Undocumented Wake County resident Griselda Alonso thought she was living her worst nightmare last year when she got a call from her son Aaron saying he’d been detained by police in Fuquay-Varina after driving with a broken taillight. He was pulled over in a dark, wooded area and soon found himself surrounded by five police cruisers. While Aaron has legal residence under the DACA program, he had forgotten his identification at home and was told officers were “investigating” his residency status.

He was scared for his life. His mother begged him not to run. “I didn’t bring you here to get shot by a police officer,” Alonso remembered thinking to herself.

Twenty-one years ago, Alonso crossed the border from Mexico clutching three-year-old Aaron in her arms, not knowing if either would live to see American soil. 

“I had never felt the fear that I felt when I was crossing the border, and in that moment, I felt it again,” Griselda said.

The fear that a minor traffic violation could result in being separated from a loved one indefinitely is something Wake County’s undocumented population lives with every day, due in part to the Sheriff’s Office’s partnership with federal immigration enforcement authorities under the 287g program, which empowers local police departments to detain undocumented immigrants in partnership with Immigration and Customs Enforcement. While Alonso’s son was able to return home safely that night, hundreds of other undocumented immigrants in the county—those without the protections afforded by DACA—have been deported following similar infractions.

Alonso and several other undocumented Wake County residents from activist campaign Si Familia, No 287(g) told their stories Monday night at Umstead Park United Church of Christ.

Wake County Sheriff Donnie Harrison, who is up for re-election Tuesday, has participated in 287(g) since 2007, contributing to the deportation of more than fifteen hundred undocumented residents. Harrison is one of only a half-dozen sheriffs in North Carolina—and 3 percent of sheriffs nationwide—to participate in the program, which studies have shown doesn’t lead to a reduction in crime. Activists estimate the county has spent nearly $2 million implementing the program. 

“All of us who pay taxes, with documents or without, we are paying to deport our neighbors,” said Marta Hernadez.

For those living in counties that participate in the program, everyday tasks like picking up children from school or commuting to work can be nerve-racking for undocumented families who constantly fear that a minor run-in with police will have devastating consequences.  

Maria Jimenez took a taxi to speak at the meeting because something as simple as getting behind the wheel of a car is a risk. 

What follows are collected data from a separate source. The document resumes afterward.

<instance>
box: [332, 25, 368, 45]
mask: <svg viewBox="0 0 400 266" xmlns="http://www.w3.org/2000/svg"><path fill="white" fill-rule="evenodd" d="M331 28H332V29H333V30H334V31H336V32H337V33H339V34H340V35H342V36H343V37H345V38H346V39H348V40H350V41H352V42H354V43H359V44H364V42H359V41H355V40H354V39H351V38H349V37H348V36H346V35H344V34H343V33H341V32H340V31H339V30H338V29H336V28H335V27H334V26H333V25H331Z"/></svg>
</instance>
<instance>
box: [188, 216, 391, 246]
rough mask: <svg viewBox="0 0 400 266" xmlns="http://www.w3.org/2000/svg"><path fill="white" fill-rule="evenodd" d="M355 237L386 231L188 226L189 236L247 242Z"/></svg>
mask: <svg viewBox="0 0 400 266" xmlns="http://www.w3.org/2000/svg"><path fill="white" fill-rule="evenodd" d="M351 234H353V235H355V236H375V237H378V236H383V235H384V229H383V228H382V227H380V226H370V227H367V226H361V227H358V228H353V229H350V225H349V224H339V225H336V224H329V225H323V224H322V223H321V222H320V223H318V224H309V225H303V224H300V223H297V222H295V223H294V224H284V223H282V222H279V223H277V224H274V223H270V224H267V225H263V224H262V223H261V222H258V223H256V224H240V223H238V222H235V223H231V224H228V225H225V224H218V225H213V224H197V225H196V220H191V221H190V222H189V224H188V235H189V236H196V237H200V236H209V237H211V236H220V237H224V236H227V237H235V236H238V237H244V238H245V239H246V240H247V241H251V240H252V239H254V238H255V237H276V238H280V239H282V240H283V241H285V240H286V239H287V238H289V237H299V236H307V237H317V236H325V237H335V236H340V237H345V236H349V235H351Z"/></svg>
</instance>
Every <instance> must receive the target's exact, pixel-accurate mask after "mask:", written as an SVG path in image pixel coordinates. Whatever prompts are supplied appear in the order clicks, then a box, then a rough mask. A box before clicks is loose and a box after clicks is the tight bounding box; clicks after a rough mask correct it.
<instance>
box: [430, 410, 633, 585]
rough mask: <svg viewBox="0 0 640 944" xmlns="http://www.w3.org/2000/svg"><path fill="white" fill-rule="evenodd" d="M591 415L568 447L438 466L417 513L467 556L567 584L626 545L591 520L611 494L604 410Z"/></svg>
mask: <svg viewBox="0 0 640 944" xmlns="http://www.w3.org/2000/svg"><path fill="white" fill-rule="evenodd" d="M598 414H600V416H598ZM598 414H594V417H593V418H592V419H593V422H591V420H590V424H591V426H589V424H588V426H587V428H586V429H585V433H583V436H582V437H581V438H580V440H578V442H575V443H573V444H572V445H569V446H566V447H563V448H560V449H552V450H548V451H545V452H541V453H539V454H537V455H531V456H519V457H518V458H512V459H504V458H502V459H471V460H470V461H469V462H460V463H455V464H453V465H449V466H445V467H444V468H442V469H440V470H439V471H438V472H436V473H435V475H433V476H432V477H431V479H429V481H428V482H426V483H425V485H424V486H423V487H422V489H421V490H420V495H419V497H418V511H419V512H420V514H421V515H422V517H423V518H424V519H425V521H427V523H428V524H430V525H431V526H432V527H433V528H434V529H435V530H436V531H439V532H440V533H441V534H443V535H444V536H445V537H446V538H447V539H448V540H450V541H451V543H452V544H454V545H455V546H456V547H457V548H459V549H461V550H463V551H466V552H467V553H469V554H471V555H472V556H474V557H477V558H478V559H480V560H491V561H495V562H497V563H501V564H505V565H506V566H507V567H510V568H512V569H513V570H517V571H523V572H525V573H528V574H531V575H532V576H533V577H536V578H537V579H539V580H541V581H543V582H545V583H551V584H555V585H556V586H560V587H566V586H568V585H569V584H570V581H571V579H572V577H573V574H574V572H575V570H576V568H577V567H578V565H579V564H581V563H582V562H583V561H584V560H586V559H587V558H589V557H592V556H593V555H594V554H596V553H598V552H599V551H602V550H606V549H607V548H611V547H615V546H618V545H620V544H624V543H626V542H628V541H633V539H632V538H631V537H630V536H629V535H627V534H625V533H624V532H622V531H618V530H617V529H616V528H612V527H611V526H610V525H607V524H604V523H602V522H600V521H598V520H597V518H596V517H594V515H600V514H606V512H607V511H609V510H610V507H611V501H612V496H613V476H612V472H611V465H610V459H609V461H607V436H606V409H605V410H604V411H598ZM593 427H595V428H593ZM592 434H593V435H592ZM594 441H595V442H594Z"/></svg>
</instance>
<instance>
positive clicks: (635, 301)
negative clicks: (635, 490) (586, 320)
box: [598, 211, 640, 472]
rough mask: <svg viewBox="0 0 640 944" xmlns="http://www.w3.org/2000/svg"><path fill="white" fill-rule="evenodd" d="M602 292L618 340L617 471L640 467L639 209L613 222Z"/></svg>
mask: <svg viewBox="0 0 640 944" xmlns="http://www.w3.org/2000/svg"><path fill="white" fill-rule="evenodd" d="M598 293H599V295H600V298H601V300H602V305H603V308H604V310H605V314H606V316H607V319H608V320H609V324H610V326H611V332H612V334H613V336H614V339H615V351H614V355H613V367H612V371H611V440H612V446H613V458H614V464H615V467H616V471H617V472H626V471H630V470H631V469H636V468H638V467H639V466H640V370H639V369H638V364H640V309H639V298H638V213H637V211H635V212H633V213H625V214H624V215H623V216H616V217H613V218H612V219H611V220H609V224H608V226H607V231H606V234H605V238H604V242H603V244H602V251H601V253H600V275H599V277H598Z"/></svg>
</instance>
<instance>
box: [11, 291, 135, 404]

“You kiss and hug your family because you don’t know if its the last kiss you’re going to give them,” Jimenez said.

The program is optional for local law enforcement agencies. Harrison’s challenger in Tuesday election, Gerald Baker, has pledged to end 287(g) if elected.

“I got so emotional a while ago I had to leave,” Baker told the group after the meeting, which he attended. “It is not up to the sheriff’s office to determine who belongs in this city.”

In his INDY candidate questionnaire, Harrison said is a lot of “misunderstanding” about 287(g) and that officers do not go “out into the community to identify and apprehend individuals.” Rather, people are only screened following an arrest. 

“I will continue our efforts under this act because 287(g) is a valuable tool that has identified some very dangerous individuals,” Harrison said. “Ultimately, the 287(g) program has helped to make the Hispanic and Latino communities safer by removing individuals that might otherwise victimize innocent people.”